The Winter Antiques Show in NYC opens this weekend at the Park Avenue Armory, and there will be some spectacular pieces from Barbara Israel Garden Antiques.
Among the offerings:
An English carved sandstone dog -- 18th century -- The Dog of Alcibiades -- a replica of a 2nd century Roman copy of a Hellenistic bronze. (got that?).
AND ... a pair of carved architectural fragments with bellflowers and rams' heads -- from Campion Hall, a home built in 1906 in Andover, MA, designed by Stephen Codman.
There's also a carved stone bench from the gardens of Arthur Curtiss James, Beacon Hill;a lead cistern, five feet in diameter, with signs of the zodiac on the exterior and marine life motifs on the interior; cast-iron urns from the W. Spence Cork Street Foundry in Dublin, and much more.
photo: georgiainfo.galileo.usg.edu -- click to enlarge
The Society of Municipal Arborists has named the Live Oak -- Quercus virginiana -- as the 2013 Urban Tree of the Year.

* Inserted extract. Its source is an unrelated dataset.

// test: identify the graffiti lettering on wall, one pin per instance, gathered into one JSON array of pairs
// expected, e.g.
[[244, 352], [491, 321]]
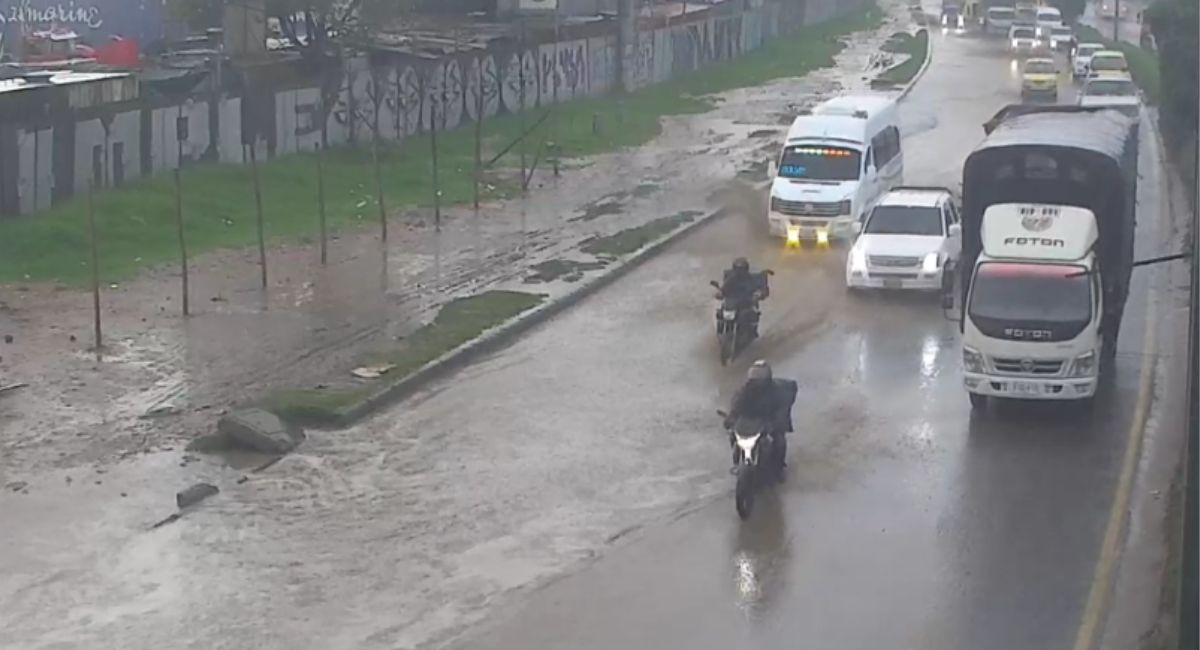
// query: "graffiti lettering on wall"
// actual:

The official state tree of Georgia, the live oak was selected this year because it's an "excellent specimen," suitable as a street tree, "strongly reminiscent of the Old South," and because it is extremely tolerant of hurricane force winds. Usually accompanied by Spanish moss hanging from its branches, it's also an unusually beautiful tree, and maybe with global warming, we'll one day be able to grow it up here on Cape Cod!

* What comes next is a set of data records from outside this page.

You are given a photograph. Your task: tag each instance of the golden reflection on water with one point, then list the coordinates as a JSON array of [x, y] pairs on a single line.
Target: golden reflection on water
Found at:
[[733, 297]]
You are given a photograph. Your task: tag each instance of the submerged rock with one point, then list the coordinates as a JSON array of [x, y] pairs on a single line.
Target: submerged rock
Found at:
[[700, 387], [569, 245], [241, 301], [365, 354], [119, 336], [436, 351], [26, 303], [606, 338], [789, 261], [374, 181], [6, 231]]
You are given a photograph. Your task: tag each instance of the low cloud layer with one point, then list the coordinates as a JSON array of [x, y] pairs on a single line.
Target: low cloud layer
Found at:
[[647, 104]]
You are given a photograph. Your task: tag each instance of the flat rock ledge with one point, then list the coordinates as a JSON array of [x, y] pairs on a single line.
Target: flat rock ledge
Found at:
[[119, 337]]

It's current range is zones 8-10, but it does best in warmer locations in those areas. The usual height is about 40-80 feet, with a spread of 60 to 100 feet. It's a fast grower when young -- two to three feet per year -- but its growth rate slows with age. The tree has excellent pest and disease resistance, and it's resistant as well to salt. The current champion live oak is near Louisburg, LA, with a crown spread of 139 feet and a height of 68 feet. Wow!